Monday, April 05, 2010

Clinical Trial of Liquid Nicotine Cigarettes Yields Greater than 50% Quit Rate at 3 Months; Suggests Great Promise for Liquid & Electronic Cigarettes

A single-arm phase 2a clinical trial of liquid nicotine cigarettes demonstrated a 3-month smoking cessation rate of 53%, suggesting that liquid and electronic cigarettes have great promise as being truly effective devices to help people quit smoking (see: Geimer N, Olson CE, Baumgarten D, Kepner JL, Mahoney MC. Use of a liquid nicotine delivery product to promote smoking cessation. BMC Public Health 2010, 10:155).

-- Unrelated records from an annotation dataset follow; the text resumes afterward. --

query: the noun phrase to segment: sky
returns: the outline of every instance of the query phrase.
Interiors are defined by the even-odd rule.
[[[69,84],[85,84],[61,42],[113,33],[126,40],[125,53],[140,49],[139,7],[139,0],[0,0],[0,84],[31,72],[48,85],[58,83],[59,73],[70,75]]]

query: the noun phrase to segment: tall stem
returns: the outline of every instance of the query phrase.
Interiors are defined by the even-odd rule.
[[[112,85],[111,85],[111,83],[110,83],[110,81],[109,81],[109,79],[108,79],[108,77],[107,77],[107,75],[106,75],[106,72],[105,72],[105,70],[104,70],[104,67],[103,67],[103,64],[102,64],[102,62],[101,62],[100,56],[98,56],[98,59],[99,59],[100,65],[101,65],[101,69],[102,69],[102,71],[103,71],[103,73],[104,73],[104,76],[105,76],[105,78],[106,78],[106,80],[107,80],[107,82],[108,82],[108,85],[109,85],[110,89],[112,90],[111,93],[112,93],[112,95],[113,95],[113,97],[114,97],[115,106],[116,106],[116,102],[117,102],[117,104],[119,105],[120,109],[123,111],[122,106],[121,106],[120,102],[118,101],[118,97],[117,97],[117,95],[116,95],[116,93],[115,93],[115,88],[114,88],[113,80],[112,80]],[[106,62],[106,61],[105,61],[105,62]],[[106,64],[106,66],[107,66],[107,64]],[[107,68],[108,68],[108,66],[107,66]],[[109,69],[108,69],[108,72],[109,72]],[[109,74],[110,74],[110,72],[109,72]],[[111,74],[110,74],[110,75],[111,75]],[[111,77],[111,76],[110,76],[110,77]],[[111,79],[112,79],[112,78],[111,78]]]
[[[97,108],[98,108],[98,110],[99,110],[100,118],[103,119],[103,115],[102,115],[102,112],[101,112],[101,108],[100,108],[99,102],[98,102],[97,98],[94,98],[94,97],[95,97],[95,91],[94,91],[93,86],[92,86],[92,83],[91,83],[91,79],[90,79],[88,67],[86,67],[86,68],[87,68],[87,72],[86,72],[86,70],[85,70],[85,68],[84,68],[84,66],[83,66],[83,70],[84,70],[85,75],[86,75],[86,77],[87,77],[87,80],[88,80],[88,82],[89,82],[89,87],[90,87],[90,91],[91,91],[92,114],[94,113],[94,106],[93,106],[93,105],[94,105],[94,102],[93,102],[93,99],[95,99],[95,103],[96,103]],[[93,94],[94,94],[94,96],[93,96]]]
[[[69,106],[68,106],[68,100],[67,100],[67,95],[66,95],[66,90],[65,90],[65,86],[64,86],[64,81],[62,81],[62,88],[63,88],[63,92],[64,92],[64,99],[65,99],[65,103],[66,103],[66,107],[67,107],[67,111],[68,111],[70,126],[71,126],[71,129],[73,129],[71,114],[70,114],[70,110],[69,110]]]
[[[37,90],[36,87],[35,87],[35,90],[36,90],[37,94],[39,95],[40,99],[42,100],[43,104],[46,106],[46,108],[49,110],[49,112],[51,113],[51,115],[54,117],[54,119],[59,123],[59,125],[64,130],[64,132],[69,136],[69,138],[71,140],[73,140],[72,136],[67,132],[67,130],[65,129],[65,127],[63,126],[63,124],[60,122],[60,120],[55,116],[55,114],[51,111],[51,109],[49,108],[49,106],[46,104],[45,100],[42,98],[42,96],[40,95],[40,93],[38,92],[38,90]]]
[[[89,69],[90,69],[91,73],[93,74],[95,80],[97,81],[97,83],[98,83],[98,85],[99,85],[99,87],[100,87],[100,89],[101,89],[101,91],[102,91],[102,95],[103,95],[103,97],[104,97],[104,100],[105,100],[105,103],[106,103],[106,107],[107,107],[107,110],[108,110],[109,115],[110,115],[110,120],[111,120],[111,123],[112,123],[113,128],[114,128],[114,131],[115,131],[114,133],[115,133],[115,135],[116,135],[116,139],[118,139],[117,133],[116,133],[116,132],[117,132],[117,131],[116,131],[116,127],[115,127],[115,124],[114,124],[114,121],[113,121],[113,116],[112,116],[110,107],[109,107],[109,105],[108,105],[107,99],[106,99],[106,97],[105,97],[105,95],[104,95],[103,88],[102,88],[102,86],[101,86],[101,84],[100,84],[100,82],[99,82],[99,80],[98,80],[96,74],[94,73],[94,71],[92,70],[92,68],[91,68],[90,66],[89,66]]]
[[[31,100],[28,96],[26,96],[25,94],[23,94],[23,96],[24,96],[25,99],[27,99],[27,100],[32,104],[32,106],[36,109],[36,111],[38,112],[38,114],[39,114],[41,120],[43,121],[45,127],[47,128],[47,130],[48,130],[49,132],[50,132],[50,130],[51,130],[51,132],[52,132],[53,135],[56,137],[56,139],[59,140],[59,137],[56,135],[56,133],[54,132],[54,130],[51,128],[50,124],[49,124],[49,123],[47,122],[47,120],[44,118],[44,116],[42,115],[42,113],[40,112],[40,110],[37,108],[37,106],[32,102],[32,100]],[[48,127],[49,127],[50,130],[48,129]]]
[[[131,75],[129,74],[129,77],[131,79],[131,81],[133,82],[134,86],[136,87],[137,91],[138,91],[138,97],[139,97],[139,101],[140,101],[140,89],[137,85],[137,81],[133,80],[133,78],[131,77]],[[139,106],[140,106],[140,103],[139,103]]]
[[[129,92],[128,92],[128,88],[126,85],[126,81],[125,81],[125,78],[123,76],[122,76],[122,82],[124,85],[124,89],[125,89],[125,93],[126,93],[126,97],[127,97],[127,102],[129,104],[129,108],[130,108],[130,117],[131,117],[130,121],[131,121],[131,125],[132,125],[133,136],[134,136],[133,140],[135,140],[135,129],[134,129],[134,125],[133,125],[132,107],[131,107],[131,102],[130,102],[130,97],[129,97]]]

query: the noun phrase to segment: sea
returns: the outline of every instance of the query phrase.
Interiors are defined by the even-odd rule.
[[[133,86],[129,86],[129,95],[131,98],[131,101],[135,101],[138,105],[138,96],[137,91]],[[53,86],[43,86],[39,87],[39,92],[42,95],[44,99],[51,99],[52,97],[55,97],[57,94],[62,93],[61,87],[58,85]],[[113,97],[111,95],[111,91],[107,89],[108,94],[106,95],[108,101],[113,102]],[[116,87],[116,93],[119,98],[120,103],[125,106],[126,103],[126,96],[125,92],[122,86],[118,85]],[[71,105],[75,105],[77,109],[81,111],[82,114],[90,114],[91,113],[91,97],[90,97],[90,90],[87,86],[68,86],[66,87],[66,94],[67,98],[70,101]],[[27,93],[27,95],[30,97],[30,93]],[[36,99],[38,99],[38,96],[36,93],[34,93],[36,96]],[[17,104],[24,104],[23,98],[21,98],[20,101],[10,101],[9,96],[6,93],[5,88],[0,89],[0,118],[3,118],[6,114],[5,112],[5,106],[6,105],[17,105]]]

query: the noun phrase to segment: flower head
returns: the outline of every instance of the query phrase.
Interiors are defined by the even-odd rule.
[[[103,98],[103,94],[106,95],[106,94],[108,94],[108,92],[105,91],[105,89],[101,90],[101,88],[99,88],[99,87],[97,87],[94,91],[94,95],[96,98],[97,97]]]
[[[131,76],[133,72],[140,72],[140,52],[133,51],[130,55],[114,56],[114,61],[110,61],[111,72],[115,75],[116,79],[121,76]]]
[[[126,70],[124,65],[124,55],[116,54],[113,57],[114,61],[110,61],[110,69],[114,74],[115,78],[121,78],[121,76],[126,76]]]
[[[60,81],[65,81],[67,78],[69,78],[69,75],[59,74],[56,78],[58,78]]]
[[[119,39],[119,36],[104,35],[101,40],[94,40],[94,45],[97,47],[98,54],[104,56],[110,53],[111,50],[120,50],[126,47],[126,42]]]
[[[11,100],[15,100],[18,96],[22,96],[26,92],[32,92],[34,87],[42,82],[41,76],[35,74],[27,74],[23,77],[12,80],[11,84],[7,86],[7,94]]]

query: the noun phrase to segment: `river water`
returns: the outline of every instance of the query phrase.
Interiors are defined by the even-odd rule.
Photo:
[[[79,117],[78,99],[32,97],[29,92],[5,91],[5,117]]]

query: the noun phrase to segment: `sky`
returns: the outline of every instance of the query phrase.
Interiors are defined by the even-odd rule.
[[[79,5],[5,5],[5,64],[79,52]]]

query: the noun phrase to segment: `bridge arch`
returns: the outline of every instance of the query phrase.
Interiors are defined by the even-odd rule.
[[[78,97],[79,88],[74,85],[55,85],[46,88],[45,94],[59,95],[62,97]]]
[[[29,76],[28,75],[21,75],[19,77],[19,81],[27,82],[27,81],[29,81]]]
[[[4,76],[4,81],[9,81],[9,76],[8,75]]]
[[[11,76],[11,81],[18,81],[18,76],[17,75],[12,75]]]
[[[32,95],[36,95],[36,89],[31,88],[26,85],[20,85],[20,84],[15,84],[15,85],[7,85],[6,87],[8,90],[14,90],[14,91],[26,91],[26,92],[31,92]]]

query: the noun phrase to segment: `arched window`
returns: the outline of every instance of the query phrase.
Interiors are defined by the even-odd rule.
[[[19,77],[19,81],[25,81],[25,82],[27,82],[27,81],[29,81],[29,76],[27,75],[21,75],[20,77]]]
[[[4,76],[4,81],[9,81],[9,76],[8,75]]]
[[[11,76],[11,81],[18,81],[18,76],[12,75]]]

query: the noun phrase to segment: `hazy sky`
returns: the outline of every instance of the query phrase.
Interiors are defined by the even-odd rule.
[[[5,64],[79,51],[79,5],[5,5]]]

According to the article: "A single-arm Phase 2a study was conducted. Community-based smokers (ages 18+ years, smoking at least 10 cigarettes daily for the past year and interested in making a quit attempt) were recruited and completed clinic visits at 2 week intervals over the 12 week study period where carbon monoxide levels were assessed and the Smoke Break product was rated on taste and overall satisfaction. Participants were provided with a supply of liquid nicotine cigarettes (e.g., Smoke Break) at each clinic visit. A total of 69 smokers were enrolled and received the intervention product (intention to treat group, ITT) and 52 smokers verified participation (according to protocol group, ATP). The cessation rate at 12 weeks after the baseline visit, assessed as the bioverified point prevalence of abstinence, was 71.1% (95% confidence interval [CI] 58.8%-83.5%) in the ATP group and 53.6% (41.8%-65.4%) in the ITT group. Participants rated the liquid nicotine delivery system highly and also expressed general satisfaction. Few adverse events were identified with no serious adverse events."

The study concludes: "These results support the efficacy of the liquid nicotine delivery system in smoking cessation. If this nicotine delivery product proves to be effective in larger trials, it could represent an inexpensive, readily accessible and well-tolerated agent to promote smoking cessation."

The Smoke Break cigarette is a clear tube resembling a cigarette which contains a liquid gel. Users consume the gel by sipping through a mouthpiece. The gel contains nicotine and cherry flavoring. According to the manufacturer: "The hand-to-mouth motion replicates what smokers do when they are smoking."

The Rest of the Story

These results confirm the argument I made in previous commentaries about electronic cigarettes: that cigarette addiction is a behavioral addiction as well as a pharmacologic one, and that the failure to recognize this important fact is hindering efforts to develop effective smoking cessation treatments.

The tobacco control movement is obsessed with nicotine delivery as the sole element of smoking cessation treatment, completely ignoring the fact that smoking is a behavior, not merely a method of inhaling nicotine. The behavioral elements of smoking - including the holding of the cigarette and moving it to the mouth - are important components of the addiction and any effort that ignores these elements is likely to fail.

This explains, I believe, why nicotine replacement therapy and other pharmaceutical treatments for what is viewed as "nicotine addiction" have such low rates of effectiveness. It also explains the anecdotal evidence that electronic cigarettes are very effective in helping many vapers stay off cigarettes. And now, it also explains the tremendous success of liquid cigarettes in this clinical trial.

The effectiveness of liquid cigarettes in this trial is impressive. The three-month, confirmed, point abstinence rate of 53.6% is the highest such rate for any smoking cessation product. It is much higher than the three-month cessation rate reported for the nicotine patch or nicotine gum and higher than the corresponding rate for Chantix.

The three-month point abstinence among smokers who confirmed using the liquid cigarettes was actually 71.1%, a striking figure given the power of cigarette addiction.

Clearly, the liquid cigarette and electronic cigarettes deserve further study to confirm their safety and effectiveness. These products could truly be life savers.

This research adds to the evidence supporting the use of electronic cigarettes as a safer alternative to help smokers quit and demonstrates that those who are trying to ban e-cigarettes are supporting an action which would severely harm the public's health.

It confirms that something other than an evidence-based concern for the public's health is motivating those who are trying to ban electronic cigarettes.

Personally, I believe that the idea that a person would go through motions that look like smoking is too much for most anti-smoking groups and advocates to take. We are finding out that it is not the health hazards of smoking, but the act of smoking itself, which is disturbing to anti-smoking groups.